Le reproche qu’on pourrait faire aux trois films serait leur soupçon de particularisme historique relativement ancré. Effectivement, Raoul Peck, le réalisateur de Le Jeune Karl Marx, déclarait dans une entrevue que le “stalinisme” n’avait rien à voir avec le marxisme, et que “probablement, ces trois jeunes [Marx-Engels-Jenny Marx] auraient été les premiers exécutés dans les révolutions de types communistes”. Ainsi, on se demande pourquoi il fait, à la fin de son film, un montage d’archives mêlant Che Guevara (qui écrivait : “j’ai juré, devant un portrait de notre vieux et regretté camarade Staline, que je n’aurais pas de repos avant d’avoir vu ces pieuvres capitalistes exterminées”45) et Mandela (qui, même s’il n’était pas communiste, appartenait secrètement au SACP marxiste-léniniste6).
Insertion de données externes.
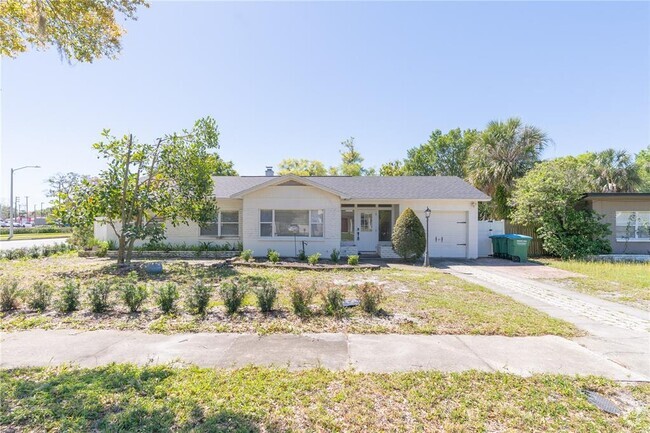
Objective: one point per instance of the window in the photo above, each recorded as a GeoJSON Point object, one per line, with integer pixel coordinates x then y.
{"type": "Point", "coordinates": [302, 223]}
{"type": "Point", "coordinates": [633, 226]}
{"type": "Point", "coordinates": [226, 225]}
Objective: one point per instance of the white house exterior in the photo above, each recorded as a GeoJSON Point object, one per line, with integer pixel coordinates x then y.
{"type": "Point", "coordinates": [354, 215]}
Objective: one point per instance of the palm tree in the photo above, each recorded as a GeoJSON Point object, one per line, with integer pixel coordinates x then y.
{"type": "Point", "coordinates": [503, 152]}
{"type": "Point", "coordinates": [615, 171]}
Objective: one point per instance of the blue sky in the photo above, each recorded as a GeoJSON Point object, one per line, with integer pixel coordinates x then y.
{"type": "Point", "coordinates": [295, 79]}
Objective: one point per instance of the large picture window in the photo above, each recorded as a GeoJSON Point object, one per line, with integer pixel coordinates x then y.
{"type": "Point", "coordinates": [226, 225]}
{"type": "Point", "coordinates": [633, 226]}
{"type": "Point", "coordinates": [301, 223]}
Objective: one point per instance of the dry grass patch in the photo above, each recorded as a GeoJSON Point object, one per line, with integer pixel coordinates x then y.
{"type": "Point", "coordinates": [415, 302]}
{"type": "Point", "coordinates": [125, 398]}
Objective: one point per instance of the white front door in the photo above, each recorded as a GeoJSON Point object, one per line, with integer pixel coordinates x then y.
{"type": "Point", "coordinates": [366, 230]}
{"type": "Point", "coordinates": [448, 234]}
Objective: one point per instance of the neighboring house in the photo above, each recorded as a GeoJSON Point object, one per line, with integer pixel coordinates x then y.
{"type": "Point", "coordinates": [354, 215]}
{"type": "Point", "coordinates": [628, 215]}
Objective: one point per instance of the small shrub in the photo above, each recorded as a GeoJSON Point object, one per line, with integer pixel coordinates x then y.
{"type": "Point", "coordinates": [301, 298]}
{"type": "Point", "coordinates": [266, 294]}
{"type": "Point", "coordinates": [232, 294]}
{"type": "Point", "coordinates": [40, 296]}
{"type": "Point", "coordinates": [10, 295]}
{"type": "Point", "coordinates": [370, 296]}
{"type": "Point", "coordinates": [198, 297]}
{"type": "Point", "coordinates": [246, 255]}
{"type": "Point", "coordinates": [133, 293]}
{"type": "Point", "coordinates": [69, 297]}
{"type": "Point", "coordinates": [273, 256]}
{"type": "Point", "coordinates": [313, 259]}
{"type": "Point", "coordinates": [409, 241]}
{"type": "Point", "coordinates": [98, 296]}
{"type": "Point", "coordinates": [166, 297]}
{"type": "Point", "coordinates": [333, 302]}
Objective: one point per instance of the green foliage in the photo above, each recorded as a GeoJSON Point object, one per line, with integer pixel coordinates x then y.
{"type": "Point", "coordinates": [166, 297]}
{"type": "Point", "coordinates": [313, 259]}
{"type": "Point", "coordinates": [99, 296]}
{"type": "Point", "coordinates": [246, 255]}
{"type": "Point", "coordinates": [69, 297]}
{"type": "Point", "coordinates": [146, 183]}
{"type": "Point", "coordinates": [370, 296]}
{"type": "Point", "coordinates": [40, 296]}
{"type": "Point", "coordinates": [443, 155]}
{"type": "Point", "coordinates": [273, 256]}
{"type": "Point", "coordinates": [333, 302]}
{"type": "Point", "coordinates": [353, 259]}
{"type": "Point", "coordinates": [409, 240]}
{"type": "Point", "coordinates": [232, 294]}
{"type": "Point", "coordinates": [642, 162]}
{"type": "Point", "coordinates": [81, 30]}
{"type": "Point", "coordinates": [198, 297]}
{"type": "Point", "coordinates": [548, 197]}
{"type": "Point", "coordinates": [502, 153]}
{"type": "Point", "coordinates": [301, 167]}
{"type": "Point", "coordinates": [133, 294]}
{"type": "Point", "coordinates": [10, 294]}
{"type": "Point", "coordinates": [301, 299]}
{"type": "Point", "coordinates": [266, 293]}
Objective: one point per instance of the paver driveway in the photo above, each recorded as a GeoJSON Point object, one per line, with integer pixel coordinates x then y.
{"type": "Point", "coordinates": [620, 332]}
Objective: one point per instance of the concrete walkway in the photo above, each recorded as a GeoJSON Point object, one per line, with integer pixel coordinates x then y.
{"type": "Point", "coordinates": [618, 332]}
{"type": "Point", "coordinates": [367, 353]}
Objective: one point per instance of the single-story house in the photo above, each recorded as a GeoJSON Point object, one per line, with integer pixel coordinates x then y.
{"type": "Point", "coordinates": [628, 215]}
{"type": "Point", "coordinates": [354, 215]}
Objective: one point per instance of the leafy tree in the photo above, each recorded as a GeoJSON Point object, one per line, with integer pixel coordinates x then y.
{"type": "Point", "coordinates": [616, 171]}
{"type": "Point", "coordinates": [83, 30]}
{"type": "Point", "coordinates": [351, 162]}
{"type": "Point", "coordinates": [301, 167]}
{"type": "Point", "coordinates": [145, 184]}
{"type": "Point", "coordinates": [442, 155]}
{"type": "Point", "coordinates": [642, 161]}
{"type": "Point", "coordinates": [392, 168]}
{"type": "Point", "coordinates": [548, 197]}
{"type": "Point", "coordinates": [502, 153]}
{"type": "Point", "coordinates": [409, 240]}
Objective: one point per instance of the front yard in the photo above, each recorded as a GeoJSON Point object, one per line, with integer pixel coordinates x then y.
{"type": "Point", "coordinates": [417, 302]}
{"type": "Point", "coordinates": [627, 283]}
{"type": "Point", "coordinates": [126, 398]}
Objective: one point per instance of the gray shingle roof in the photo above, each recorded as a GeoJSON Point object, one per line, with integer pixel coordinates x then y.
{"type": "Point", "coordinates": [368, 187]}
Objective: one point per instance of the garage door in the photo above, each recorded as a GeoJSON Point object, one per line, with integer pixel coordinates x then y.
{"type": "Point", "coordinates": [448, 234]}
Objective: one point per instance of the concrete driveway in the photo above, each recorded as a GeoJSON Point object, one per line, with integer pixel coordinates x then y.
{"type": "Point", "coordinates": [619, 332]}
{"type": "Point", "coordinates": [8, 245]}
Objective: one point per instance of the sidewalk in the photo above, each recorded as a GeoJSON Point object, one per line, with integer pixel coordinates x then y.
{"type": "Point", "coordinates": [367, 353]}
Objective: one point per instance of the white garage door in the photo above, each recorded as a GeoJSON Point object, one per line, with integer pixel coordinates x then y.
{"type": "Point", "coordinates": [448, 234]}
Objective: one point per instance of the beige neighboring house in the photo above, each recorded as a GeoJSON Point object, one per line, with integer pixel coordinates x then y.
{"type": "Point", "coordinates": [354, 215]}
{"type": "Point", "coordinates": [628, 215]}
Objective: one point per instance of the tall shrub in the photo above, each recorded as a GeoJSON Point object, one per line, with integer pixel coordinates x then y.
{"type": "Point", "coordinates": [409, 240]}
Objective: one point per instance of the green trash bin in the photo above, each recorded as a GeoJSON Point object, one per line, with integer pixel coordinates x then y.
{"type": "Point", "coordinates": [499, 247]}
{"type": "Point", "coordinates": [517, 247]}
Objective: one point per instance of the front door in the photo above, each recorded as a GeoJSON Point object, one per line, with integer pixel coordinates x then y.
{"type": "Point", "coordinates": [367, 230]}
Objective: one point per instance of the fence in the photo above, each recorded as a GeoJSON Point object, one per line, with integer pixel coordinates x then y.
{"type": "Point", "coordinates": [535, 248]}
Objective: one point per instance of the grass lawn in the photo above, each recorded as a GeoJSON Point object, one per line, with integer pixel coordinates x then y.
{"type": "Point", "coordinates": [30, 236]}
{"type": "Point", "coordinates": [126, 398]}
{"type": "Point", "coordinates": [620, 282]}
{"type": "Point", "coordinates": [417, 302]}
Pour Peck, le marxisme réel existe-t-il ou pas ? Isole-t-il Marx et Engels au XIX ème siècle ou fait-il l’inverse ? Quant à Jean-Claude Barny, le réalisateur de Fanon, il aurait pu en théorie facilement et intelligemment faire écho aux pratiques néo-coloniales pratiquées par l’impérialisme français dans les DOM-TOM7, notamment à Mayotte, et parler de son attitude paternaliste vis-à-vis de l’Algérie. Sinon, c’est un peu comme si ces histoires étaient trop propres à leur époque, qu’elles ne débordaient pas, que leur révolte était contenue dans une capsule temporelle presque fermée sur elle-même. Les films sur le Che, par contre, réussissent plutôt à notre sens à identifier ouvertement les acteurs encore principalement responsables de la destruction du monde (l’impérialisme yanqui, le capitalisme, etc.), et donc pour cette raison, montrent une conscience matérialiste historique plus développée.
L’originalité de Fanon
Par souci de précaution, soyons clairs tant qu’il est encore temps : nous sommes au courant du fait que l’anticommunisme réformiste est monnaie courante dans les milieux artistiques, empreints d’idées petites-bourgeoises, et nous savons qu’il est très compliqué (voire impossible) de faire financer en pays capitaliste un projet cinématographique aux idées marxistes-léninistes. Nous sommes aussi conscient que le réalisateur moyen, en pays capitaliste, s’il exprime des opinions politiques à l’encontre de la doxa, encourt des risques pour sa carrière, qu’il n’envisage pas forcément dans la politique – ce qui est tout à fait entendable. En revanche, nous critiquons ici la marge de manœuvre réelle ou du moins, celle que l’on croit possible (en se basant sur notre culture et notre expérience professionnelle dans le milieu) pour ces films.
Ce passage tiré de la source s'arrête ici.